The mind need not be an open bar. To prevent relentless emotional clutter, we must police the mind’s access. Doing so makes perfect sense. After all, if we don’t look out for ourselves, who will?

A friend of mine is now paralyzed from the waist down, confined to a wheelchair. He used to be a rich, smart Harvard lawyer. But that was before his car drifted off the road while he was distracted by texting. His car slammed into a bridge abutment.
The bridge won, he lost, and now he’s a nice guy with scrambled marbles who watches TV. Texters are 16 times more likely to be in a bad accident than other drivers. Despite that, people do it anyway. They are addicted yet kid themselves that they are not.

Just because technology has access to your mind does not mean it has the right to be there. Your mind does not need (nor require) every cell-divided gizmo or application spawned by technology.

Repetitive behaviors create habits. Habits are easier to form than break and digital addiction is an easy but dangerous trap to fall into. Once ensnared, its hypnotic, instant gratification nature makes it a very difficult behavioral habit to modify.

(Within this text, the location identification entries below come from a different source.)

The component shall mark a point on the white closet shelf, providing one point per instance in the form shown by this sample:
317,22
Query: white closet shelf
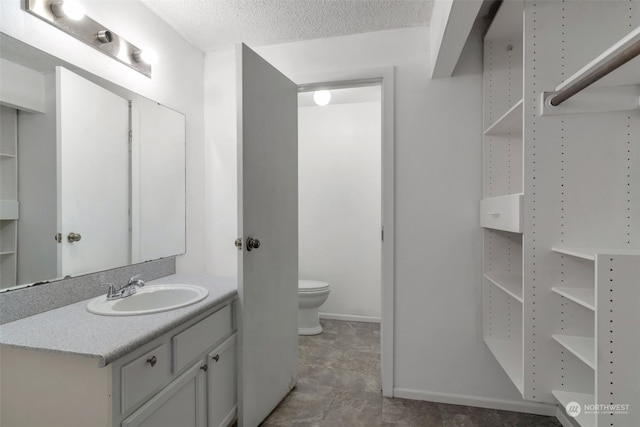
584,348
590,253
511,283
509,123
566,397
627,74
503,212
582,296
509,355
9,209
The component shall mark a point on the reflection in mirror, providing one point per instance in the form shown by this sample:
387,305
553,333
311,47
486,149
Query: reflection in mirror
92,175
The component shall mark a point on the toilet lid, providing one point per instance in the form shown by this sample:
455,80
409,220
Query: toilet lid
312,285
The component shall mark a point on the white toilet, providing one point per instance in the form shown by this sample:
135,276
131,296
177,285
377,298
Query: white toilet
311,295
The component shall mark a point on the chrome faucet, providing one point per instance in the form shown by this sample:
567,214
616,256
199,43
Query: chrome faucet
127,290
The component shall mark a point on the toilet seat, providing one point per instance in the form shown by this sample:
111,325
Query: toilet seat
312,286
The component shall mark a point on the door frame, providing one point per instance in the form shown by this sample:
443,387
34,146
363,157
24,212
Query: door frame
385,76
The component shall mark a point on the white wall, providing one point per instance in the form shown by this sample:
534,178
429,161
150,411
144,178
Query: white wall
439,352
339,200
176,82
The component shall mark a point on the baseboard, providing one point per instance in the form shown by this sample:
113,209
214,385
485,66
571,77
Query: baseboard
482,402
350,317
565,420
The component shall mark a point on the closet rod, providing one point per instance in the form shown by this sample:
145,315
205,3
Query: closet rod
625,56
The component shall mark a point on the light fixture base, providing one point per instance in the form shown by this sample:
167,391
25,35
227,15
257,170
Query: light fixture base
90,32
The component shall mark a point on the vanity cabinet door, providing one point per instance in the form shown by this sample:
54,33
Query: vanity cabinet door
222,385
182,403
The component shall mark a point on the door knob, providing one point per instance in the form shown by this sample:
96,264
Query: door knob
252,244
74,237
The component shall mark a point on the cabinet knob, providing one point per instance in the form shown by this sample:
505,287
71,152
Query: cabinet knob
152,361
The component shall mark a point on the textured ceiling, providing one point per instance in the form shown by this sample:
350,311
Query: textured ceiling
218,24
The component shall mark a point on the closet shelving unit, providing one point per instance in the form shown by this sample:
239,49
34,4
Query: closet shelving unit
610,348
501,209
561,206
8,196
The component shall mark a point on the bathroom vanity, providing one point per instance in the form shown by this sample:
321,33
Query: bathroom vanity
68,367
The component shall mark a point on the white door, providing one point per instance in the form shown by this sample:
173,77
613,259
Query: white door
93,176
268,212
158,181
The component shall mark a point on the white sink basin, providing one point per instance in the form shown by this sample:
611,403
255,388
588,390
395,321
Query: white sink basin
149,299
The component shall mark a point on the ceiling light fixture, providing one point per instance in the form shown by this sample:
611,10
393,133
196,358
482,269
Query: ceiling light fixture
71,9
105,36
322,97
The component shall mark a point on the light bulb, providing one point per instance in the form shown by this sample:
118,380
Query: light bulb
322,97
148,56
71,9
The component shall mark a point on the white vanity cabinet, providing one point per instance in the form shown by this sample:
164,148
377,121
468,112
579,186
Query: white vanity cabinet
185,377
194,369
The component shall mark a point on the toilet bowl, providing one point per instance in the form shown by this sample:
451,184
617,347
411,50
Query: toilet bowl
311,295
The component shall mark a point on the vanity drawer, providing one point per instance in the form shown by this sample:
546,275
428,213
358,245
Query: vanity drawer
194,341
144,375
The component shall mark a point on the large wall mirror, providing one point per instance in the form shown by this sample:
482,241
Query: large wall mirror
92,175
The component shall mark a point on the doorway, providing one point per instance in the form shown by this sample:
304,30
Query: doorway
384,79
339,198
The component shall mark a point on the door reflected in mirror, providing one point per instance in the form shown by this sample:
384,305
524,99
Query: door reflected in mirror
93,177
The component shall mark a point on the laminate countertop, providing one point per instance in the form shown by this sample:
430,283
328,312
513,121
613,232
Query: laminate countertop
73,330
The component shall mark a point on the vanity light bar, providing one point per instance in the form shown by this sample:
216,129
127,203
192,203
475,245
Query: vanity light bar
90,32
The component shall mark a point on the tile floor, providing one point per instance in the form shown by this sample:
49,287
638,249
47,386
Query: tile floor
339,385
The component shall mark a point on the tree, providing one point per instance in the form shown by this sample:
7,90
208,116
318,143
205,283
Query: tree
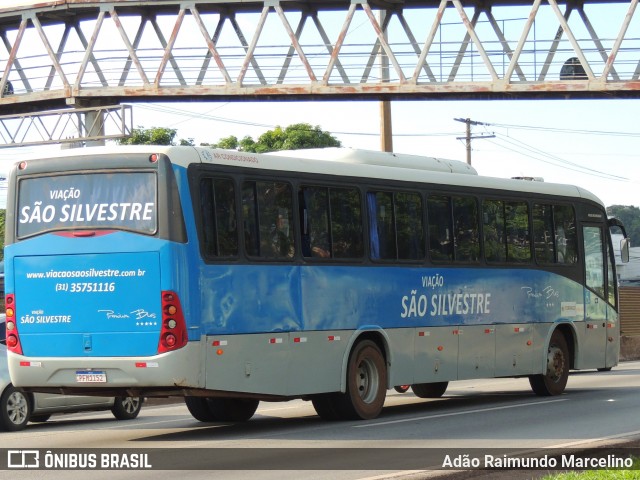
150,136
630,217
294,137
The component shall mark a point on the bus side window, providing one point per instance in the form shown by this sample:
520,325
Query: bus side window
382,225
566,235
316,238
517,230
219,224
267,219
493,230
467,244
543,233
409,226
346,223
594,260
440,228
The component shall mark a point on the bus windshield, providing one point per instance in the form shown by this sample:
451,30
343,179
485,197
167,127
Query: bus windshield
115,200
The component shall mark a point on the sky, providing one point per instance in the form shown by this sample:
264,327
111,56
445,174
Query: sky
594,144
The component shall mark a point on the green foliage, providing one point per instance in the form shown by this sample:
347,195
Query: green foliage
151,136
630,217
294,137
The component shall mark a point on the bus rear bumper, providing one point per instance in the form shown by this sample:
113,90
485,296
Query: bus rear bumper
169,371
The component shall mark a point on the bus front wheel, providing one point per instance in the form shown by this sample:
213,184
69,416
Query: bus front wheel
366,384
554,381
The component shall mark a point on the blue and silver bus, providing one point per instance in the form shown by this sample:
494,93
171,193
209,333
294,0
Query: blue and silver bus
231,278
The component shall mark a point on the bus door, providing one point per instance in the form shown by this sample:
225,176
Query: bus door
595,303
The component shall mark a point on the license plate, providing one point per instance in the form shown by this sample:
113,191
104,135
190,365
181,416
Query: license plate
91,377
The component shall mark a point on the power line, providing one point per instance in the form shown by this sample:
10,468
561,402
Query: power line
565,130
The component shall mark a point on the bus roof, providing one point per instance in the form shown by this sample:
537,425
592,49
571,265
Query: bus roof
343,163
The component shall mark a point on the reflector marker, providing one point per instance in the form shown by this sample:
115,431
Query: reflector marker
30,364
147,365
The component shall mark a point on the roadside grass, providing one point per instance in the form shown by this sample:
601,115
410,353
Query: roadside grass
631,474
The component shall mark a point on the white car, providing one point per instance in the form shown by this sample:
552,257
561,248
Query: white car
17,407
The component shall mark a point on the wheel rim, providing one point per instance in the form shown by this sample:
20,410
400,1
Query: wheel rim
367,380
17,408
130,404
555,364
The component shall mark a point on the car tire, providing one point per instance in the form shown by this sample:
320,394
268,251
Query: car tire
15,407
126,408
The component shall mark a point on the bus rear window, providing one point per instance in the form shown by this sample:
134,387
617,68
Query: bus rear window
119,200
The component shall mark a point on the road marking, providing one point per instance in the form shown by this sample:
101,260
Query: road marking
466,412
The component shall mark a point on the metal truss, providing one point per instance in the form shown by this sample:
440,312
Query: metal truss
68,126
68,52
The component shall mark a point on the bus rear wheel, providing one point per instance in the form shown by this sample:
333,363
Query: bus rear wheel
554,381
221,409
366,384
430,390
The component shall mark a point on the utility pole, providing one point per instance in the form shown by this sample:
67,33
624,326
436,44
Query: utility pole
468,136
386,130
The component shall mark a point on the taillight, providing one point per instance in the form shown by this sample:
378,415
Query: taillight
12,338
173,334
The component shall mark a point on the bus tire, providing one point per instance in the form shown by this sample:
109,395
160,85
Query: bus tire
554,381
15,408
232,409
199,408
430,390
366,384
126,408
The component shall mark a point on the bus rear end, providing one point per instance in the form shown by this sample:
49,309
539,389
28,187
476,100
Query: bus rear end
92,301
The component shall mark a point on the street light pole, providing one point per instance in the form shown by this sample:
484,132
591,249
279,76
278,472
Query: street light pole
467,138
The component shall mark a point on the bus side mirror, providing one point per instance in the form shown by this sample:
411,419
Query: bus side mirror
624,250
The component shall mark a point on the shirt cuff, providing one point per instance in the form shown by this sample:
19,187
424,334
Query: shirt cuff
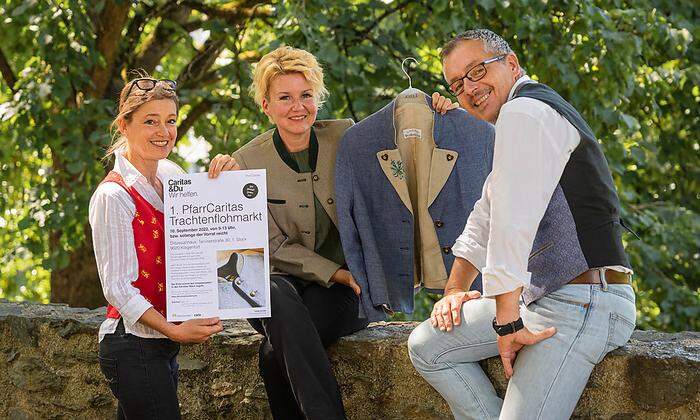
134,309
325,271
498,280
471,251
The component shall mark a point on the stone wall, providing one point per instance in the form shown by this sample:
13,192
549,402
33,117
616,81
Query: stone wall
48,369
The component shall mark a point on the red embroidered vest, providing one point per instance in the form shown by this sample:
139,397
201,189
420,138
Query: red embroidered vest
149,241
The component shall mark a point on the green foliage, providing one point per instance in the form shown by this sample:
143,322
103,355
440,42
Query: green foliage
630,66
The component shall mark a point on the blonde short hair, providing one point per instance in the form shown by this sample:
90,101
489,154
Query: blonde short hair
285,60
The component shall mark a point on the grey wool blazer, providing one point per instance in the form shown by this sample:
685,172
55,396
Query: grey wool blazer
376,226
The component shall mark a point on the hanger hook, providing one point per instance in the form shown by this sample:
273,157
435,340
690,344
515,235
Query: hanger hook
403,69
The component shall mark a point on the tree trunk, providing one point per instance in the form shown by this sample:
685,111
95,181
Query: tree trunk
78,284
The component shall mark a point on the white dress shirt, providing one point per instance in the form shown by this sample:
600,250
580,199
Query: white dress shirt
532,147
111,212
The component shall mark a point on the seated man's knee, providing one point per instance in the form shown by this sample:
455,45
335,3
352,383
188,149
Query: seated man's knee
420,344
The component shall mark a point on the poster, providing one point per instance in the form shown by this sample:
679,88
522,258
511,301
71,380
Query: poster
216,257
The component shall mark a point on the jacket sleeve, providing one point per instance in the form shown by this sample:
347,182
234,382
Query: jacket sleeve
296,259
349,234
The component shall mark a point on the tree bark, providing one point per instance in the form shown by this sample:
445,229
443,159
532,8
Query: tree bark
78,284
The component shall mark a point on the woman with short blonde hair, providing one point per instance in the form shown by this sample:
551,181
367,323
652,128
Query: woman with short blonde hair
314,298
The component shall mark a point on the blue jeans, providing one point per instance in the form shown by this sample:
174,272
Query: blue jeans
549,377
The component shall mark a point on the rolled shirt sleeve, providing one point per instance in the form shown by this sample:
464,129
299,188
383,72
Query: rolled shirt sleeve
533,145
111,213
471,244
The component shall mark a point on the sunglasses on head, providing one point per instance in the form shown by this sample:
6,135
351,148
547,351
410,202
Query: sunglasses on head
145,84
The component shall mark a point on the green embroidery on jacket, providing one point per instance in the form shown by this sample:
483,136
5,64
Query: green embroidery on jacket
397,169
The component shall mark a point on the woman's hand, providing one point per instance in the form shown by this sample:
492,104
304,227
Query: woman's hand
443,104
196,330
222,163
345,277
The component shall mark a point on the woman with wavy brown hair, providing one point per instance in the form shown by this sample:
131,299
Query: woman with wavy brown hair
138,347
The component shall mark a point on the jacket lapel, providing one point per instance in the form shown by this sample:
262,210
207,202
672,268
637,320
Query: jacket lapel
441,165
325,166
393,167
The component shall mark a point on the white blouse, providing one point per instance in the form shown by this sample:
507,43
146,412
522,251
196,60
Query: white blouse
532,147
111,213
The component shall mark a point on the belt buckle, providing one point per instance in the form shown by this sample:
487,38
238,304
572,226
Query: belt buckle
603,282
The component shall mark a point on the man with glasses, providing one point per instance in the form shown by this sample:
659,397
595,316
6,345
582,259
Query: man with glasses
546,236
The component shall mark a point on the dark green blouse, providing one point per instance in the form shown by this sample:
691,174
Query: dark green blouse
327,240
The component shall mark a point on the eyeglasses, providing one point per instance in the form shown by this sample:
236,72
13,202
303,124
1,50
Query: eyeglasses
474,74
146,84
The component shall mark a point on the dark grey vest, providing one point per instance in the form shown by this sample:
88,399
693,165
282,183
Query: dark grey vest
581,227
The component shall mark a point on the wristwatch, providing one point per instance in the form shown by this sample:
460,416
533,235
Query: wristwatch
508,328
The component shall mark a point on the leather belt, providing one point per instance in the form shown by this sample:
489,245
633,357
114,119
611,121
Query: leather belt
592,276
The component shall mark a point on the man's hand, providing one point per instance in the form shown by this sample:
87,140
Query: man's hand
509,345
446,310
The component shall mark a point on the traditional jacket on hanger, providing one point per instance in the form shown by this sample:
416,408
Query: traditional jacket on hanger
404,189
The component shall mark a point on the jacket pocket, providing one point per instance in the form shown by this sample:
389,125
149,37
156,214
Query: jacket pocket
545,247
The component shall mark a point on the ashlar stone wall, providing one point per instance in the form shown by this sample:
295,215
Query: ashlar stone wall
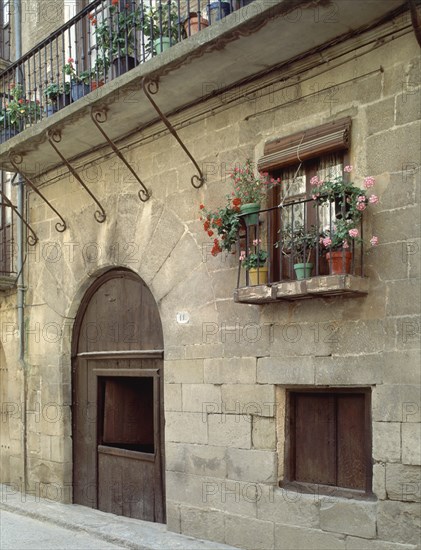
227,369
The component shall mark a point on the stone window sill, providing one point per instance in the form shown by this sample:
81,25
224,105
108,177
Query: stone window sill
316,287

Be an aware and vigilant custodian of your behaviors. Do not confuse “digital busy” with being “productive.” The world is full of busy people but short on productive ones. Create a high-performance mix of thought and behaviors. Discover what works best for you and protect your formula.

People are, to a large extent, herd animals. Like sheep, the choices of a few determine the direction of many. The choice of where we want to be in the flock is a personal one. We can lead, follow, or get out of the way.

The more technology has invented things to simplify our lives, the more complicated lives have become. Be a student of smart behavioral choice, and then challenge and coach others to become the same.

As we head into a brand new year, decade, and era of still-evolving technology, commit to yourself one big resolution: Use your tools; do not let your tools use you.